# Rear Seat Options for Brutes



## 05_brute (Apr 1, 2013)

Okay so i love my quad and have been trying to stay away from side by sides. But in the process i almost always have a passenger on my quad. I have been trying different seat options for my brute. The first one was supposedly one of the most comfortable well designed on the market.

_*The Wes Industries Deluxe.*_

Granted this is a nice box. But it sits the rider up higher and makes the quad up-stable and my girlfriend didn't like it because her feet didn't touch. and i didn't wanna install steps or clutter up my floorboard space because with boots on there isn't much room for anything else. So i pulled it off in search of the next thing.










_*Cabelas Yutrax ATV rearseat*_ I love this seat it works great and i can put a cooler behind the seat and still have plenty of room. I can lay it down if not if not in use but there is a little bar that runs along the bottom and it will bruise the lower back of the rider so i solved that by installing a pool noodle to help out with the lack of padding there. But still on a wheelie or slightest jump it will still hurt her back. So i am shopping again..










If you look at this picture you can see the noodle installed and cooler behind in place.

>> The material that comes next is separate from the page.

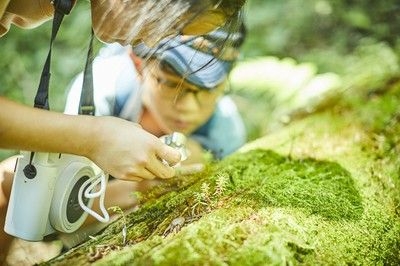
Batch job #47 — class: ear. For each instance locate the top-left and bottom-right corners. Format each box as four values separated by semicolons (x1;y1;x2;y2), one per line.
129;49;143;75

So i came across this seat

Its an *Artic Cat Speed rack Adjustable ATV seat. *What is the thoughts and reviews on this? I am seriously considering buying one to see if it solves my problems. It looks really comfortable and deep padding and well made. my only concern is the strength of the brackets and bracing on it. Does it bend easy or will it break easy?


----------



## 2010Bruterider (Jun 20, 2010)

We put one on the son n laws Brute. My daughter loves it. He rides hard and they have never had any issues with it. That's a great upgrade. 

----that is all---


----------



## chevzr2 (Nov 25, 2009)

all we use around here is the first one you posted, with footpegs/gaurds, work really good and lots of storage space, dry cloths on one side, spare belt/tow strap/oil/compresser in the middle and a cooler bag on the other side, easily holds 30 beer, bottled water plus ice!


----------



## Ole Nasty (Jul 7, 2012)

This is what I did and it works great! Comfy, removable seat and foot rests that don't clutter the footboard. Under $50 for the whole setup too.
http://www.mudinmyblood.net/forum/4...05-homemade-atv-backseat-lowtech-*******.html


----------



## 05_brute (Apr 1, 2013)

Ole Nasty said:


> This is what I did and it works great! Comfy, removable seat and foot rests that don't clutter the footboard. Under $50 for the whole setup too.
> http://www.mudinmyblood.net/forum/4...05-homemade-atv-backseat-lowtech-*******.html


Nice that looks comfy! My focus is to keep the rider centered on the quad since with the seats and boxes that set the rider in the rear up higher and cause the quad to wheelie more and make it unstable on hills and on trails. I know most of you guys run a lot of mud and flat ground. I found a speed rack seat and will be purchasing it tomorrow. I will update this post after i get it installed.


----------



## 88rxn/a (Mar 2, 2009)

Happen to know the part # for that articcat seat?


----------



## 05_brute (Apr 1, 2013)

Arctic Cat 2005 2013 ATV Models Speedrack Rear Backrest Kit Black 1436 050 | eBay

This is where i found them.

Here is another link it shows two different part numbers but i don't know the difference in them at this time. 

http://www.johnsperformanceshop.com/Arctic-Cat-SPEEDRACK-BACKREST-detail.htm?productId=9227395


----------